If we turn this around, we can say that for a convex function $f$, we can find $c$ such that
$$\tilde{f}_x(y) = f(x) + c(y-x)$$
Any $c$ satisfying this is called a subgradient of $f$ at $x$ and the set of all such $c$ is called the subdifferential of $f$ at $x$. If $f$ is differentiable, then there is only one subgradient which is just the gradient (and the subdifferential is just a set with one element), but if $f$ is not differentiable, then there are multiple possible subgradients (and hence a large subdifferential).
The classic example is $f(x) = |x|$, which is clearly non-differentiable at $0$. It is easy to see that any $c \in [-1, 1]$ is a subgradient:
Any of the blue lines (Taylor-type approximations using a subgradient) are everywhere below the red line (the function).
For the general $\ell_1$ norm on $\mathbb{R}^p$, it's not hard to see that the subdifferential is just the $p$-fold Cartesian product of the univariate subdifferential since the $\ell_1$-norm is separable across entries.

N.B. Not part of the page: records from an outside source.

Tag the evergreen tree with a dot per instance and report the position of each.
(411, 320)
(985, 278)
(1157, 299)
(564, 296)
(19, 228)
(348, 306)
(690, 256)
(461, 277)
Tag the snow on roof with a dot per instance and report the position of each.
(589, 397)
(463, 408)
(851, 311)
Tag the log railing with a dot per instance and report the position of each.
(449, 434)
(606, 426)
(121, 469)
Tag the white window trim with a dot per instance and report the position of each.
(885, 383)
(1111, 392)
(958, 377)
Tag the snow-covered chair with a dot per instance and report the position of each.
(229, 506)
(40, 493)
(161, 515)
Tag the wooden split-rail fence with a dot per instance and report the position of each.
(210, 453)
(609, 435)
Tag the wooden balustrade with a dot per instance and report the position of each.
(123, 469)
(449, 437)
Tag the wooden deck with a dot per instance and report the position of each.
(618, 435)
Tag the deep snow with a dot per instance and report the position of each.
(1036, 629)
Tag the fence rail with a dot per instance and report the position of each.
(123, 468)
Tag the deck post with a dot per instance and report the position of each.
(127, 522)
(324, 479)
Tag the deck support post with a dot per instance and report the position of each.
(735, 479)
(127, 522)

If we want to consider more general norms (e.g., the mixed $\ell_{1, 2}$ norm), we can invoke a more general theorem characterizing the subdifferential of norms.
Let $\|\cdot\|$ be a general norm. Then its subgradient is given by
$$\partial \|x\| = \{v : v^Tx = \|x\|, \|v\|_{*} \leq 1\}$$
where $\|v\|_{*} = \max_{z: \|z\| \leq 1} v^Tz$ is a different norm called the dual norm to $\|\cdot\|$. Evaluated at $x = 0$, we see that the subdifferential is the set of all vectors with dual norm at most 1.
One direction of the proof is easy: suppose $v$ is an element of the RHS above. Then consider the Taylor type expansion of $f(\cdot) = \|\cdot\|$ around $x$ evaluated at $y$ with (potential) subgradient $v$:
$$\begin{align*} \tilde{f}_x(y) &= \|x\| + v^T(y - x) \\ &= \|x\| + v^Ty - v^Tx \\ & = v^Ty + \underbrace{\|x\| - v^Tx}_{=0 \text{ by assumption on $v$}} \\ &= v^Ty \\ & \leq \|v\|_*\|y\| \quad \text{(Holder's Inequality)} \\ &= \|y\|\end{align*}$$
so $v$ is indeed a subgradient of $f$.
Hence, finding the subdifferential reduces to calculating the dual norm. Fortunately, dual norms are exceptionally useful and hence well-studied. The simplest case is the standard $\ell_p$ norms where it can be shown that the dual of the $\ell_p$-norm is the $\ell_{p^*}$-norm where $p^*$ is the so-called Holder conjugate of $p$ and satisfies $1/p + 1/p^* = 1$.
For the $\ell_1$-case, $p=1$ and so $1/p + 1/p^* = 1 \implies 1/p^* = 1 - 1/1 = 0 \implies p^* = \infty$. Hence the subgradient is just the set of vectors with $\|v\|_{\infty} \leq 1$, which is exactly the set $[-1, 1]^p$ we claimed above.
For mixed-norms, the result is almost as easy. See Lemma 3 of [Sra12] for a proof of the fact that the dual of the $\|\cdot\|_{p, q}$ mixed-norm is simply $\|\cdot\|_{p^*,q^*}$ where $p^*,q^*$ are the Holder conjugates of $p, q$ respectively.
We hence note that the dual of the $\|\cdot\|_{1, 2}$ norm used for the group lasso is $\|\cdot\|_{\infty, 2}$ (because $1/2 + 1/2 = 1$) which has an associated unit ball which is the $p$-fold Cartesian product of vectors with Euclidean ($\ell_2$) norm at most 1, as claimed above.
[Sra12] "Fast projections onto mixed-norm balls with applications" Suvrit Sra. ArXiv 1205.1437
sorry I'm new to the community, still trying to get the hang of it! Thank for editing my question @F. Tusell. The link to the original article came from: https://web.stanford.edu/~hastie/Papers/glmnet.pdf.
But the paper did not mention much about what was done regarding multi-variate response. The vignette for the R package glmnet (link: https://web.stanford.edu/~hastie/Papers/Glmnet_Vignette.pdf), on page 17, explained how the objective function looked like, incorporating the group LASSO penalty. But, I can't seem to be able to reproduce value of lambda_max used to form the grids.